Der härteste Ort der Welt

Anfang des 20. Jahrhunderts ist die Antarktis noch zum großen Teil unerforscht. Als südlichster Kontinent ist sie sturmumtost und von einem dicken Eisschild bedeckt. Im nachtschwarzen Winter können die Temperaturen auf unter minus 80 Grad Celsius fallen. Kurz gesagt: Die Antarktis ist einer der lebensfeindlichsten Orte der Erde.

Doch wie der höchste Berg der Welt oder die tiefste Stelle im Meer, so zieht auch die Eiswüste Abenteuerhungrige an. Viele träumen davon, sie zu erobern und als Erste zum südlichsten Punkt der Erde vorzudringen, dem Südpol. Erst wenige Jahre zuvor hatte sich der Brite Ernest Shackleton auf einer Forschungsreise sich bis auf rund 200 Kilometer an den sagenumwobenen Punkt vorgekämpft.

Ende 1909 bereitet sich der Engländer Robert Falcon Scott auf eine neue Expedition vor. Scott wirbt Geldspenden ein und stellt aus Tausenden Bewerbern ein Team der 65 besten Männer für seine Forschungsreise zusammen. Doch bei der Auswahl seiner Transportmittel macht der Engländer verhängnisvolle Fehler: Für die Schlepperei von Essen, Zelten und Brennstoff in der Eiswüste lässt er robuste Ponys aus China besorgen. Dazu neumodische Motorschlitten. Mit Schlittenhunden will Scott nur einen Teil der Lasten transportieren – weil er sie für „unbritisch“ hält.

Am 4. Januar 1911 legt sein Schiff am Kap Evans am Rand der Antarktis an, wo seine Männer eine Holzhütte errichten, um den nahenden Winter zu überstehen. Dieser dauert in der Antarktis von März bis Oktober. Scott ist angespannt. Durch ein Telegramm hat er erfahren, dass ganz unerwartet ein Konkurrent aus Norwegen aufgetaucht ist: Der Polarforscher Roald Amundsen.

Ausgerechnet Amundsen!

Kaum ein Forscher gilt als so furchtlos, ehrgeizig und als ein so großer Spezialist für eisige Regionen. Amundsen liebt die Kälte: Schon als Schüler streifte er über die winterlichen Berge seiner Heimat. Mit 24 Jahren nimmt er an seiner ersten Antarktis-Expedition teil, mit 33 durchsegelt er als erster Mensch die berüchtigte Nordwestpassage – den Seeweg um die Nordküste Kanadas und Alaskas.

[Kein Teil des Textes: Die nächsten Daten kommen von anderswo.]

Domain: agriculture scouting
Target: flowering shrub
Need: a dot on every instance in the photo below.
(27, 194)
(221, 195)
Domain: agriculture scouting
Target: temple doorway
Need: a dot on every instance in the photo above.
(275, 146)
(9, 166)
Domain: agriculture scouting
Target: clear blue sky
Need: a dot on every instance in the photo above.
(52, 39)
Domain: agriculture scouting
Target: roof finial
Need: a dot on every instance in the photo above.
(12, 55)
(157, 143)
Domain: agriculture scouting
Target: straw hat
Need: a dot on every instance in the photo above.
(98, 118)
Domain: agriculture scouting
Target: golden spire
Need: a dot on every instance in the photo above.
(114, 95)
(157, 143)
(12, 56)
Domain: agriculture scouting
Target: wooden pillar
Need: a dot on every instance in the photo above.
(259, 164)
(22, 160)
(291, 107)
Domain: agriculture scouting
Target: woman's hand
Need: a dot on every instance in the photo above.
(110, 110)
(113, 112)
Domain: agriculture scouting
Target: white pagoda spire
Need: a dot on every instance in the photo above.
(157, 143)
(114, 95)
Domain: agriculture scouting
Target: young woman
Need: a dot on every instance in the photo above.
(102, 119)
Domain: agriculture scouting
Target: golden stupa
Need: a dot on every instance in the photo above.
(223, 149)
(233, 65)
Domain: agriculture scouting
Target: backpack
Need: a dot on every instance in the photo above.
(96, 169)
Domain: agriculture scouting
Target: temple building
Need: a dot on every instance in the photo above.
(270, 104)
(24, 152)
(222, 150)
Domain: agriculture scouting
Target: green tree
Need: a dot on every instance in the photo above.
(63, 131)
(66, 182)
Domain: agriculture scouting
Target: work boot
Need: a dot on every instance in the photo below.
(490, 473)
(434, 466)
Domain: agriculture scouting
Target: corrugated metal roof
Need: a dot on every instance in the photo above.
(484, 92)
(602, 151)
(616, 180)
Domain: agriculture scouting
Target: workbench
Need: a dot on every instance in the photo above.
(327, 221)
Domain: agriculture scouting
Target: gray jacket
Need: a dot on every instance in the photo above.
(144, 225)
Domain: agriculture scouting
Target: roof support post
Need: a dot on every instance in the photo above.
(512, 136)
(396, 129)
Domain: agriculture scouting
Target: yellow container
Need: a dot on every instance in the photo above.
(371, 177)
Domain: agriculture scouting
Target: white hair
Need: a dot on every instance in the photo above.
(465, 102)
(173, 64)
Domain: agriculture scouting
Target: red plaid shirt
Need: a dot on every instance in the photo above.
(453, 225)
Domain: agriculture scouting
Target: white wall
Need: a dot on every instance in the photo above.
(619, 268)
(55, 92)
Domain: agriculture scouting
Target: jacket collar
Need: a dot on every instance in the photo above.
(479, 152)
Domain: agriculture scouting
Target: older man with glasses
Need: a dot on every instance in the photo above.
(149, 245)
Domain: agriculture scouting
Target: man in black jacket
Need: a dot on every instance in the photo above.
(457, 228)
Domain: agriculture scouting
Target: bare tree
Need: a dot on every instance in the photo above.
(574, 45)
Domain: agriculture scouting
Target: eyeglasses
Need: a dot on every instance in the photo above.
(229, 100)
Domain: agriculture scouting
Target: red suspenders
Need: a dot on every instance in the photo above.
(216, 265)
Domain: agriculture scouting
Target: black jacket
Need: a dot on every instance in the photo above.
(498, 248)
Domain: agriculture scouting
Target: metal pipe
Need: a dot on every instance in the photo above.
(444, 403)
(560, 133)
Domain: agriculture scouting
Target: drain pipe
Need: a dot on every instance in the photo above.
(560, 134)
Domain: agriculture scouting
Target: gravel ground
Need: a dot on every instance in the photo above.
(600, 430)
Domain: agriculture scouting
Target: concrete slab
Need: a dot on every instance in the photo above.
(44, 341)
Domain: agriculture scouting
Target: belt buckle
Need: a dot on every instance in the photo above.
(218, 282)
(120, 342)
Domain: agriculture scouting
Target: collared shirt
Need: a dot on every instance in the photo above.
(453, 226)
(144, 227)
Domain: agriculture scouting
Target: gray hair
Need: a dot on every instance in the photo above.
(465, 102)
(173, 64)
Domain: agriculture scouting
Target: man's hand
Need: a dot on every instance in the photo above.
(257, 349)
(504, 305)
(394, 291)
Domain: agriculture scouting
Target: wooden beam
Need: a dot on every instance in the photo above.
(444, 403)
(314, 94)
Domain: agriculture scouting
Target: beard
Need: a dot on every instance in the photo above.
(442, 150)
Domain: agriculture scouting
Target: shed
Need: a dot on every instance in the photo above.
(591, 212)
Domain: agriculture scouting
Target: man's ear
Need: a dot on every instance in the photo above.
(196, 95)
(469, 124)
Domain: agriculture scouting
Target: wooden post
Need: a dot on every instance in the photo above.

1909 will Amundsen eigentlich als erster Mensch den Nordpol erreichen. Doch als ihm im September desselben Jahres zwei andere Forscher zuvorkommen, ändert er sein Ziel: Er beschließt, den Südpol zu erobern. Und zwar vor Scott!

Amundsen hält seinen Plan zunächst geheim: Er befürchtet, dass die norwegische Regierung ihm sonst das risikoreiche Abenteuer verbietet. So lässt er seinen Bruder das Reiseziel erst veröffentlichen, als sein Schiff schon unerreichbar auf See ist.

Am 14. Januar 1911 legen die Norweger in der Walfischbucht an. Eine schlaue Entscheidung: Der Ort liegt rund 110 Kilometer näher am Südpol als Scotts Landeplatz.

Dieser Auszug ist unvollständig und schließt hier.